O piso térreo, tratado com esgrafite imitando pedras acolchoadas, apresenta três portais emoldurados com lintéis e suportes de pedra ricamente moldados. Acima deles, suportes robustos sustentam as varandas do primeiro andar com balaustradas de terracota e molduras florais. O segundo andar mostra janelas com inspiração medieval e, no centro, uma abertura tripla que acessa uma pequena varanda onde lemos “Casa Formosa”.

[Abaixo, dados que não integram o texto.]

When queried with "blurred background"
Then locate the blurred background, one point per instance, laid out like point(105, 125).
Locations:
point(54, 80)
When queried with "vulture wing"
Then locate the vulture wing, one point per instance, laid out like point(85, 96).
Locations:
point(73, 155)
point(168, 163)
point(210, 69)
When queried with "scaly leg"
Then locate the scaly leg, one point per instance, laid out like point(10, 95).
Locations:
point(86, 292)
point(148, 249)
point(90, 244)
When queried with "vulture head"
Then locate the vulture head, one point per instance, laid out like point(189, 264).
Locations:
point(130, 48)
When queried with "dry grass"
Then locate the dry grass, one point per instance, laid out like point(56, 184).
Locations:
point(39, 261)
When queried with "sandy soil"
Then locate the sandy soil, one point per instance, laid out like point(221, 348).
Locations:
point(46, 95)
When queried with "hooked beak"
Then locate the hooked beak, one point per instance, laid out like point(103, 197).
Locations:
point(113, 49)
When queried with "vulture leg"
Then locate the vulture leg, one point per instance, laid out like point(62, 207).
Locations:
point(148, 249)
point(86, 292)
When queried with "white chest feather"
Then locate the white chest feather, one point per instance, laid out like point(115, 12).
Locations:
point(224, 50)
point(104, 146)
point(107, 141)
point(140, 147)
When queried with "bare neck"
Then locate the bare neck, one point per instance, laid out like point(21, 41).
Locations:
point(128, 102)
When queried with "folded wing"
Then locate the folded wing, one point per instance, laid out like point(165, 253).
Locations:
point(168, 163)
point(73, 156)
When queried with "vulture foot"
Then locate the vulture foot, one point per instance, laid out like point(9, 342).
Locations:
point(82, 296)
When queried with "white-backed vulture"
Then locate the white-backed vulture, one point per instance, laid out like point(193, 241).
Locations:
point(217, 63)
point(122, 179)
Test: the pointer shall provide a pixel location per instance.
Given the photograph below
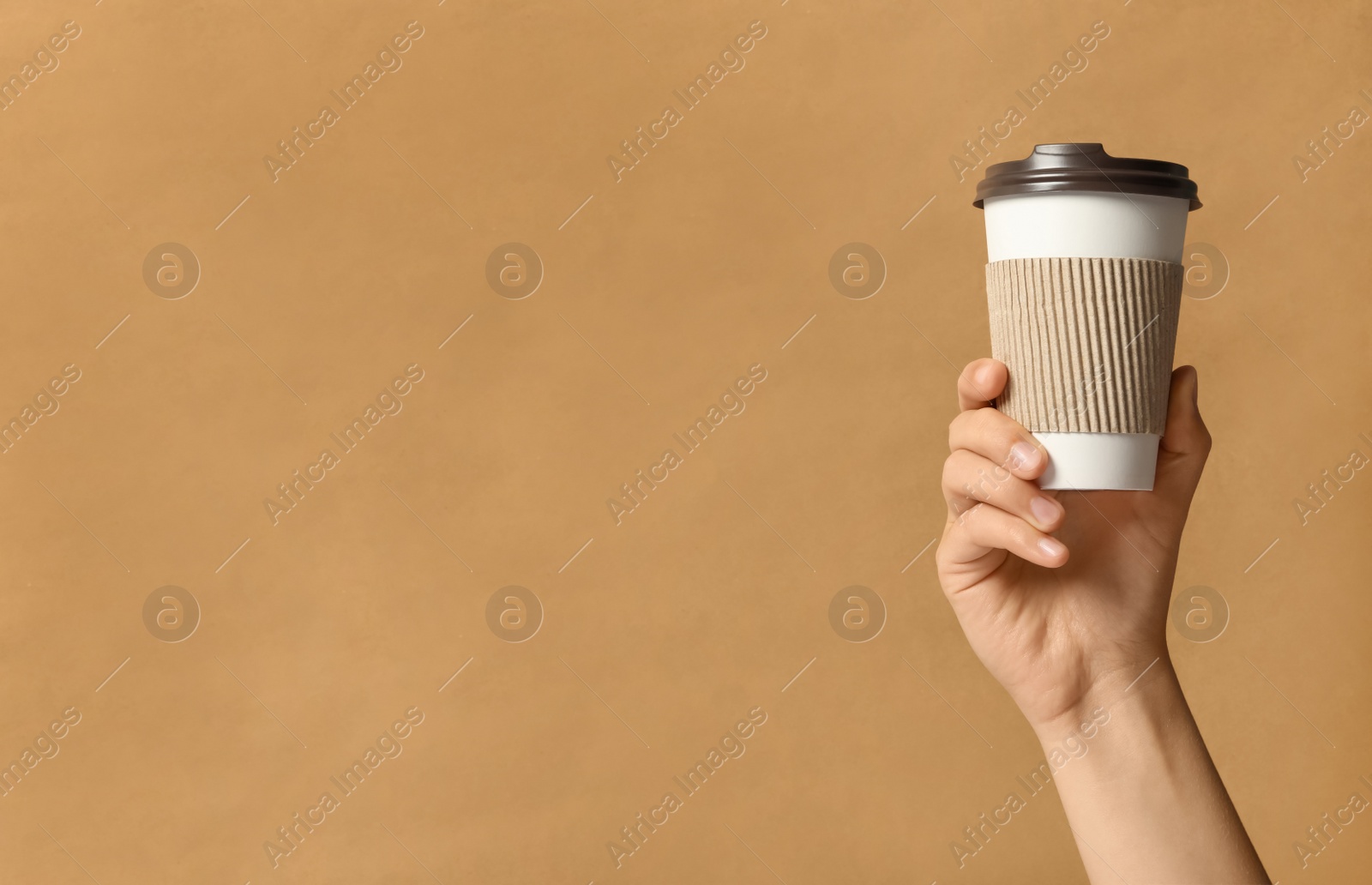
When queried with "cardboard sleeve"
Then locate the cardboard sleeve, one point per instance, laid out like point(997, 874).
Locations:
point(1088, 340)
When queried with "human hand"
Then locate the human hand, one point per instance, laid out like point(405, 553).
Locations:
point(1062, 594)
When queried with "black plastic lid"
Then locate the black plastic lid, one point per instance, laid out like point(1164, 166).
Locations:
point(1086, 166)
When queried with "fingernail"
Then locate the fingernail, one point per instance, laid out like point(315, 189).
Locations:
point(1051, 548)
point(1022, 457)
point(1044, 509)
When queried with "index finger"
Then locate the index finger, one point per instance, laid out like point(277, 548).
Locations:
point(980, 383)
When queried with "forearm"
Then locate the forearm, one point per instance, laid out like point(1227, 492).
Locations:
point(1143, 799)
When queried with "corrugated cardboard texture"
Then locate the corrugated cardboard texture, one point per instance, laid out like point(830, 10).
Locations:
point(1088, 340)
point(575, 305)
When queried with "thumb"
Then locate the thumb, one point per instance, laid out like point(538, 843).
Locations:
point(1186, 442)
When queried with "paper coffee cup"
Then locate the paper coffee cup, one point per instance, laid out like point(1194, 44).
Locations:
point(1084, 287)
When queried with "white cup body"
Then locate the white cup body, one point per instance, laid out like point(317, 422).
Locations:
point(1086, 224)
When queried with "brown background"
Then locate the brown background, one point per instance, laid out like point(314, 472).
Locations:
point(710, 599)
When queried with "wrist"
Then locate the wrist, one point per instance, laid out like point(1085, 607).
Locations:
point(1147, 679)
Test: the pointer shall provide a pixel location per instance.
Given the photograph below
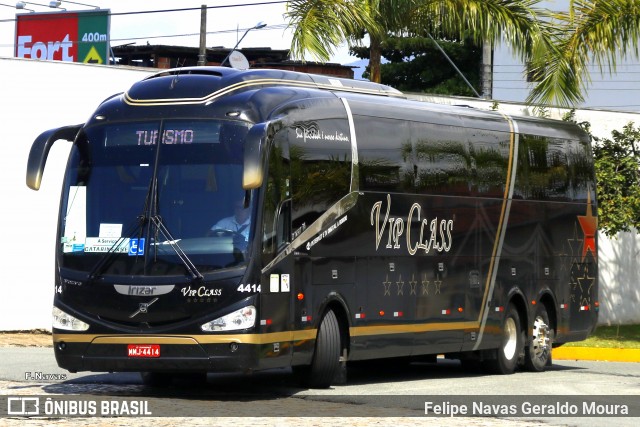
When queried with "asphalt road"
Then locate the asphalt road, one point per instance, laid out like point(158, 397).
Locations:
point(381, 389)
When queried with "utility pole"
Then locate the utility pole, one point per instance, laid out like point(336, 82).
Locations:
point(486, 73)
point(202, 55)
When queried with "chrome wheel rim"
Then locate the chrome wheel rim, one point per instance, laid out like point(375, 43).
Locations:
point(540, 342)
point(511, 338)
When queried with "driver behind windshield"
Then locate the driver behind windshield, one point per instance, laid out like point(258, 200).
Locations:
point(238, 222)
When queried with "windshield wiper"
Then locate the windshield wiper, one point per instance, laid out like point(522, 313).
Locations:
point(190, 266)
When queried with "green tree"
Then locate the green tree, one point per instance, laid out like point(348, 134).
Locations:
point(320, 26)
point(617, 162)
point(415, 64)
point(592, 30)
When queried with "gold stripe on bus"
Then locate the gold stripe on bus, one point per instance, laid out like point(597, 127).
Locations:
point(496, 243)
point(359, 331)
point(501, 230)
point(260, 82)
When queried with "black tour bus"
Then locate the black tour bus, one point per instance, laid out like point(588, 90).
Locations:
point(358, 225)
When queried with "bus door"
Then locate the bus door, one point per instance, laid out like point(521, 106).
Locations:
point(277, 279)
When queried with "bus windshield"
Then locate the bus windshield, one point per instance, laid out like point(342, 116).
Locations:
point(155, 197)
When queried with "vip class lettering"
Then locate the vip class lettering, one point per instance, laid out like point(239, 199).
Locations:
point(200, 292)
point(418, 232)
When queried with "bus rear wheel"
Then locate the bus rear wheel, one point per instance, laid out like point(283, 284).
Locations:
point(326, 358)
point(512, 344)
point(538, 352)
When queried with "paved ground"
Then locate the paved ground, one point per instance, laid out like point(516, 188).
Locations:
point(42, 338)
point(311, 413)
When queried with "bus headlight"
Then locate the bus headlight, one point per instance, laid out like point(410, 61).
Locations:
point(239, 319)
point(62, 320)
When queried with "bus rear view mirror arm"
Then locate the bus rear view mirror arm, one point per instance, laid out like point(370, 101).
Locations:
point(253, 152)
point(40, 151)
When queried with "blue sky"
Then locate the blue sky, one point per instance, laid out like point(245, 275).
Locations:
point(224, 25)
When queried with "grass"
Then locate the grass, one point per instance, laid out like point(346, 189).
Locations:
point(617, 336)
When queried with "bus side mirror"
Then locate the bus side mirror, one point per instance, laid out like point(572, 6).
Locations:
point(254, 145)
point(40, 151)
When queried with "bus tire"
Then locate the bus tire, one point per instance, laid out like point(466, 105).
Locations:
point(538, 352)
point(326, 357)
point(511, 346)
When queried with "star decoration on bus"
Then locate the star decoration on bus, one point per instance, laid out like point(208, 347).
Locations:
point(438, 284)
point(387, 286)
point(400, 285)
point(425, 286)
point(413, 284)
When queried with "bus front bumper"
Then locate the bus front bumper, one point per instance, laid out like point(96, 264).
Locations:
point(125, 353)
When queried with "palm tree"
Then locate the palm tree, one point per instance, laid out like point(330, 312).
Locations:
point(597, 30)
point(320, 26)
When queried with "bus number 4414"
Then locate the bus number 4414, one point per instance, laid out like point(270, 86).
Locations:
point(248, 288)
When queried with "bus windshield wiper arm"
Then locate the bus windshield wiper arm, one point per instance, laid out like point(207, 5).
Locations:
point(190, 266)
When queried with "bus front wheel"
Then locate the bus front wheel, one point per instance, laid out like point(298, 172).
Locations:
point(326, 358)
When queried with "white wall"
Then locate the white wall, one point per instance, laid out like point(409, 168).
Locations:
point(36, 96)
point(39, 95)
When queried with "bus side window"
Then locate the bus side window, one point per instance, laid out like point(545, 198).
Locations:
point(283, 228)
point(276, 219)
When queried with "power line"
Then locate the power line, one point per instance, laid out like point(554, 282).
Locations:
point(267, 28)
point(186, 9)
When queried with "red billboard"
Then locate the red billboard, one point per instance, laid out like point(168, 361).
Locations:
point(81, 36)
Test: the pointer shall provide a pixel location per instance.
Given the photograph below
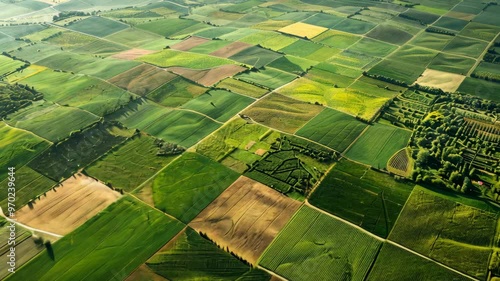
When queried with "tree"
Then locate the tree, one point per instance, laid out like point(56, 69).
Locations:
point(423, 157)
point(467, 185)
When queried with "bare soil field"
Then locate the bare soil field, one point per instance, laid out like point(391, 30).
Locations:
point(231, 49)
point(448, 82)
point(208, 77)
point(132, 54)
point(142, 79)
point(189, 43)
point(246, 217)
point(68, 206)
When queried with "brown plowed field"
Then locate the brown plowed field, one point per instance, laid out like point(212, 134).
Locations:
point(246, 217)
point(132, 54)
point(67, 207)
point(208, 77)
point(231, 49)
point(189, 43)
point(142, 79)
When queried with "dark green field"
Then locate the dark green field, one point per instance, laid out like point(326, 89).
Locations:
point(362, 196)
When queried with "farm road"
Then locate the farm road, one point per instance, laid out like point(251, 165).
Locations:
point(389, 241)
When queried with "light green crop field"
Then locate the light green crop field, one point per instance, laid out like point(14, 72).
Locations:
point(333, 129)
point(367, 198)
point(377, 144)
point(29, 184)
point(18, 147)
point(8, 65)
point(169, 58)
point(182, 127)
point(219, 104)
point(198, 253)
point(115, 254)
point(392, 265)
point(130, 164)
point(241, 87)
point(304, 249)
point(447, 232)
point(85, 92)
point(51, 121)
point(183, 194)
point(274, 109)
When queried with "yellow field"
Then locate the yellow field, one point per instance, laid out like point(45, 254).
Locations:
point(303, 30)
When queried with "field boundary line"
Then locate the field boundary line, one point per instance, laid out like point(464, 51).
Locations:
point(355, 140)
point(28, 132)
point(29, 227)
point(480, 58)
point(388, 241)
point(429, 259)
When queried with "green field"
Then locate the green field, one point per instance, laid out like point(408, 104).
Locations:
point(17, 148)
point(333, 129)
point(176, 92)
point(60, 161)
point(447, 231)
point(29, 184)
point(390, 34)
point(413, 55)
point(230, 144)
point(169, 58)
point(51, 121)
point(372, 47)
point(282, 113)
point(314, 246)
point(354, 26)
point(393, 264)
point(143, 79)
point(8, 65)
point(182, 127)
point(377, 144)
point(255, 56)
point(336, 39)
point(166, 27)
point(86, 64)
point(370, 199)
point(242, 88)
point(270, 78)
point(481, 88)
point(451, 63)
point(294, 65)
point(97, 26)
point(184, 194)
point(130, 164)
point(401, 71)
point(113, 254)
point(466, 47)
point(219, 104)
point(480, 31)
point(190, 249)
point(85, 92)
point(139, 114)
point(451, 23)
point(431, 40)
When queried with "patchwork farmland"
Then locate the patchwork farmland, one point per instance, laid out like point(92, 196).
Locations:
point(250, 140)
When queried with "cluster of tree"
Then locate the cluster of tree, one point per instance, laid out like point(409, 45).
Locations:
point(67, 14)
point(488, 76)
point(445, 151)
point(205, 236)
point(386, 79)
point(15, 97)
point(408, 17)
point(167, 148)
point(433, 29)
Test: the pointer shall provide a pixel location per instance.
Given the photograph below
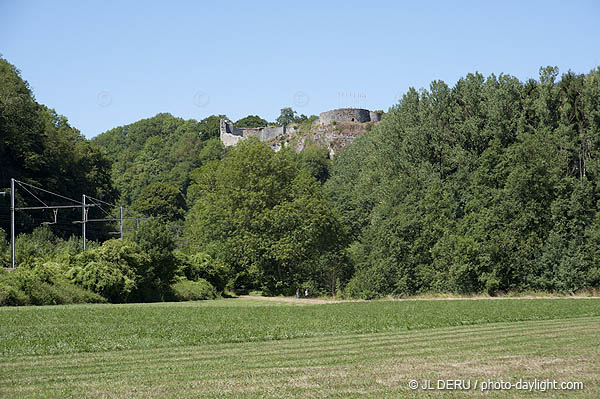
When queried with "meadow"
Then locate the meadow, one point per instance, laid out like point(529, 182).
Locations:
point(252, 349)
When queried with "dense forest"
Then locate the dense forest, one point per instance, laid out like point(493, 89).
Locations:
point(488, 186)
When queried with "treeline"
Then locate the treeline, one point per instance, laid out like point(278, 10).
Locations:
point(488, 186)
point(143, 267)
point(492, 185)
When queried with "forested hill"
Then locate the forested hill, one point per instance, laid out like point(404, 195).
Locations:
point(491, 184)
point(162, 149)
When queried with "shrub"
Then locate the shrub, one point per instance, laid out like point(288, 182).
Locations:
point(112, 270)
point(158, 242)
point(186, 290)
point(40, 244)
point(41, 286)
point(11, 296)
point(104, 278)
point(203, 266)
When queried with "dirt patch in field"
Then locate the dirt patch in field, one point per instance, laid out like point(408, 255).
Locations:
point(320, 301)
point(300, 301)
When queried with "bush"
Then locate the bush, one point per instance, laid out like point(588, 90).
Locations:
point(186, 290)
point(203, 266)
point(40, 244)
point(104, 278)
point(158, 242)
point(11, 296)
point(112, 270)
point(41, 286)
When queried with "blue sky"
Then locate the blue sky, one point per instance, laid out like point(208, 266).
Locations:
point(110, 63)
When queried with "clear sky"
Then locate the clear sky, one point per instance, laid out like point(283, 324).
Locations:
point(108, 63)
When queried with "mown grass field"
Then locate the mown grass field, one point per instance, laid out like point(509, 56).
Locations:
point(243, 348)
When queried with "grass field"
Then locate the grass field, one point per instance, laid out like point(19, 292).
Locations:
point(242, 348)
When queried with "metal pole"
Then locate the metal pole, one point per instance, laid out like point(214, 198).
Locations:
point(83, 219)
point(12, 222)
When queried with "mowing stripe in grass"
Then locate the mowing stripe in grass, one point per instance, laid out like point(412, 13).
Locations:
point(371, 365)
point(98, 328)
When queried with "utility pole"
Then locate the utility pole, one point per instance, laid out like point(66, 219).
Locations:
point(83, 219)
point(12, 222)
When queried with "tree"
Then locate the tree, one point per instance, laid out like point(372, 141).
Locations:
point(161, 200)
point(264, 217)
point(158, 242)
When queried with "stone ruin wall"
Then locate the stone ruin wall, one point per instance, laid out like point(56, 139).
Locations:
point(349, 124)
point(231, 135)
point(357, 115)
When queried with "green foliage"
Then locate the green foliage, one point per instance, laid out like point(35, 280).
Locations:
point(161, 200)
point(203, 266)
point(251, 121)
point(315, 160)
point(186, 290)
point(264, 217)
point(42, 284)
point(491, 186)
point(161, 149)
point(113, 270)
point(156, 240)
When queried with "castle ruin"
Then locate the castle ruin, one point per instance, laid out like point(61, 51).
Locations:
point(353, 117)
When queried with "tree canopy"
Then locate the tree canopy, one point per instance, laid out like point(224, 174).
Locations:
point(265, 217)
point(490, 185)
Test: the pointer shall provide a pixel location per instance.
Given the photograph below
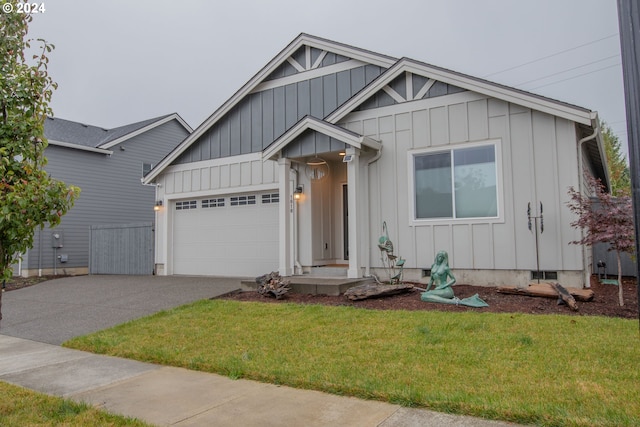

O esgrafito Noucentista cobre as fechaduras cegas dos pisos: motivos geométricos, ornamentação vegetal e figuras de Sant Jordi e Sant Martí de Tours, contribuição iconográfica posterior ao projeto inicial de Folguera. O beiral final — com suportes e painéis de pedra cinzelada — acentua a horizontalidade e fecha a composição com elegância.
No interior, tradicionalmente distribuída em três corpos, a escada principal preserva os corrimãos de madeira e o mosaico hidráulico. Alguns tetos mostram molduras de gesso características da década de 1920. Tudo isso reflete o período inicial de Folguera, quando ele combinou o classicismo mediterrâneo com toques medievais antes de abraçar o racionalismo.
Listada como BCIL (folha 3), a casa agora é de propriedade privada e abriga escritórios vinculados à atividade vinícola. Não é visitável, mas sua fachada, impecavelmente restaurada, continua sendo uma das imagens mais fotografadas da cidade velha.